These are expectations shared by members of a group or collectivity that more or less effectively determine individual behavior. Norms typically attach to social roles rather than human individuals, who in performance of their roles conform to a greater or lesser extent to norms. The concept of norm is located in various categories associated with the development of sociology.

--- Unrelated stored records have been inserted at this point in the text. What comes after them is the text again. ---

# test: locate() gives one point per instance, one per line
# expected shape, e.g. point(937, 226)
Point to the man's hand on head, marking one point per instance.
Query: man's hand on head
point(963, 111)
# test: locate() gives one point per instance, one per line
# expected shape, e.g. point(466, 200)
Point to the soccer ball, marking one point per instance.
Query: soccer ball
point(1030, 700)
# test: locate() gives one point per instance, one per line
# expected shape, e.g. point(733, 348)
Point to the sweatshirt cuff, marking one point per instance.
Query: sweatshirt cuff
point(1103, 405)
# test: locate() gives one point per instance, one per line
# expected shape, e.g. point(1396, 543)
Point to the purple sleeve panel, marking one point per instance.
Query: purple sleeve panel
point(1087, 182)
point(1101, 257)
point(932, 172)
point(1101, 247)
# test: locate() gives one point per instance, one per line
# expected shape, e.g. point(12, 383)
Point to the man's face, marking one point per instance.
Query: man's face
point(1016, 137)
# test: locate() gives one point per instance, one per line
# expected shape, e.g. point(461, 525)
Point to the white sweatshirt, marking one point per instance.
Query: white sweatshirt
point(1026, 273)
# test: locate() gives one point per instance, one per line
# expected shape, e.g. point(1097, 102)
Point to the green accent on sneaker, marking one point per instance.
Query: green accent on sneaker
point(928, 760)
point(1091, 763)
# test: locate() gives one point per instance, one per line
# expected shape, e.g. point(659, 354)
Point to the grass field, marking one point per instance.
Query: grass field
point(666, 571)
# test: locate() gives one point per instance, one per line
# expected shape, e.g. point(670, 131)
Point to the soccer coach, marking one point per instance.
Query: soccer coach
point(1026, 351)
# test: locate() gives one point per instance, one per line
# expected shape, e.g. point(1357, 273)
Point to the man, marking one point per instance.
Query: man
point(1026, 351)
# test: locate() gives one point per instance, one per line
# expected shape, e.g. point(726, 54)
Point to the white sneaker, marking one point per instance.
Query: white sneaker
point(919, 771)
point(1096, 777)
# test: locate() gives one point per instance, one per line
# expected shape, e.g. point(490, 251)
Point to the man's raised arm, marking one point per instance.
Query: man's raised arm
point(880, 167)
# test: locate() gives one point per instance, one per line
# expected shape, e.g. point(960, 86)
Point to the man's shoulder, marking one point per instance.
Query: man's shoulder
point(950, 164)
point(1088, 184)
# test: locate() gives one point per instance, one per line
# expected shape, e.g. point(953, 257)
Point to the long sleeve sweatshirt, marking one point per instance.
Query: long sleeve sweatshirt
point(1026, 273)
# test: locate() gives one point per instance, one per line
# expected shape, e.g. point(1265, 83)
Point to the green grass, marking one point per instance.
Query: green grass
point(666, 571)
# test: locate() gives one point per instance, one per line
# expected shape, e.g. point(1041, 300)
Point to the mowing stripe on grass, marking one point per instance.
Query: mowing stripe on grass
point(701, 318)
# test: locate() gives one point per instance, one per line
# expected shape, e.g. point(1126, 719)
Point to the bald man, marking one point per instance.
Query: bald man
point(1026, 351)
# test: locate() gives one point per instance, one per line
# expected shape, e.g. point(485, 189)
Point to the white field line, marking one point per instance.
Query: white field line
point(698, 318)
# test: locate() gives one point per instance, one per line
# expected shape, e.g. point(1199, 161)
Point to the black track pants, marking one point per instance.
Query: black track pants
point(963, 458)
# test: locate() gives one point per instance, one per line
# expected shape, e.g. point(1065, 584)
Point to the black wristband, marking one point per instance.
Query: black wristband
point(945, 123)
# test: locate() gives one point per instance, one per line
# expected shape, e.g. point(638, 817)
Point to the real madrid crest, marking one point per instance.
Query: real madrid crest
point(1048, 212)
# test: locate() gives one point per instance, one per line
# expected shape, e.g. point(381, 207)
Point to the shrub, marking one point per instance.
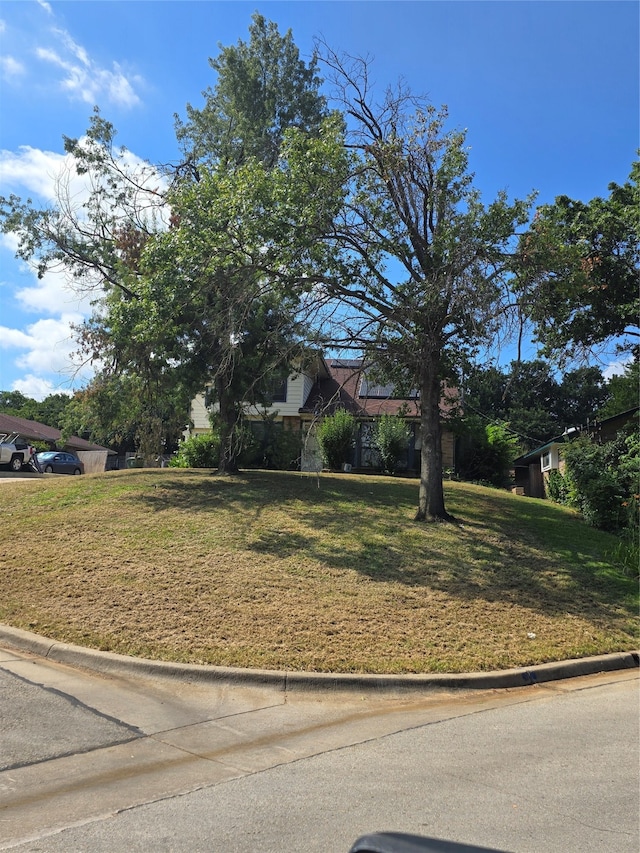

William Graham Sumner, for instance, in Folkways (1906), holds that collective life, necessary for individual survival, requires the preservation of efficacious experience, stored in and communicated as custom. Custom is the collective form of individual habit. Folkways are produced, according to Sumner, in the frequent repetition of petty acts. Folkways are accepted because of the conviction that they are conducive to societal welfare and can therefore be defined as systems of persisting expedient customary behavior. Sumner says that, within a group, folkways are uniform, universal, imperative, and invariable; over time they become increasingly arbitrary. Socially formed and selected inferences derived from folkways, Sumner calls mores. Mores consist largely but not exclusively of taboos (see sacred and profane dichotomy), things that should not be done. A characteristic of mores, as coercive ethical principles, is the likelihood that they will contain an explicit rationalization or reason for adherence to them, for example don't eat pork because pigs are unclean. Sumner's approach was related to Social Darwinism. Believing that social change is achieved through the evolution of folkways and the development of folkways into mores is no longer in vogue.

Talcott Parsons argues that, through social interaction, persons are able to communicate because signs and symbols acquire common meaning. By virtue of a shared meaning system there arises a mutuality of expectations and sanctions that constitutes what Parsons calls a normative order in The Social System (1951). Thus norms operate through internalization of a standard of group expectations and are maintained by the reactions of others, both positive and negative. These reactions are sanctions that reward conformity to role expectations and punish departure from expectation such as deviance. For Parsons, the institutionalization of both expectation and sanction constitutive of norms is achieved in varying degrees. Anomie occurs in the absence of institutionalization. Norms therefore are not to be located at the level of individual social actor but necessarily function in the institutionalized activity of a plurality of social actors.

While the notion of norm can adequately describe the habitual institutional patterns of a society, explanations of societal processes in terms of norms risks accounting for regularities of social action in terms of expectations. In fact, interaction in groups or societies may result from a number of possible factors, of which norms are only one. One alternative approach to explanation of social process points not to the system of norms, but to power relations and the balance of power that is the outcome of social conflict between groups. Exponents of this approach include Ralph Dahrendorf in Class and Class Conflict in Industrial Society (1959) and John Rex in Key Problems of Sociological Theory (1961). David Lockwood's Solidarity and Schism (1992) developed a sophisticated critique of the normative approach that avoids the problems of conflict theory.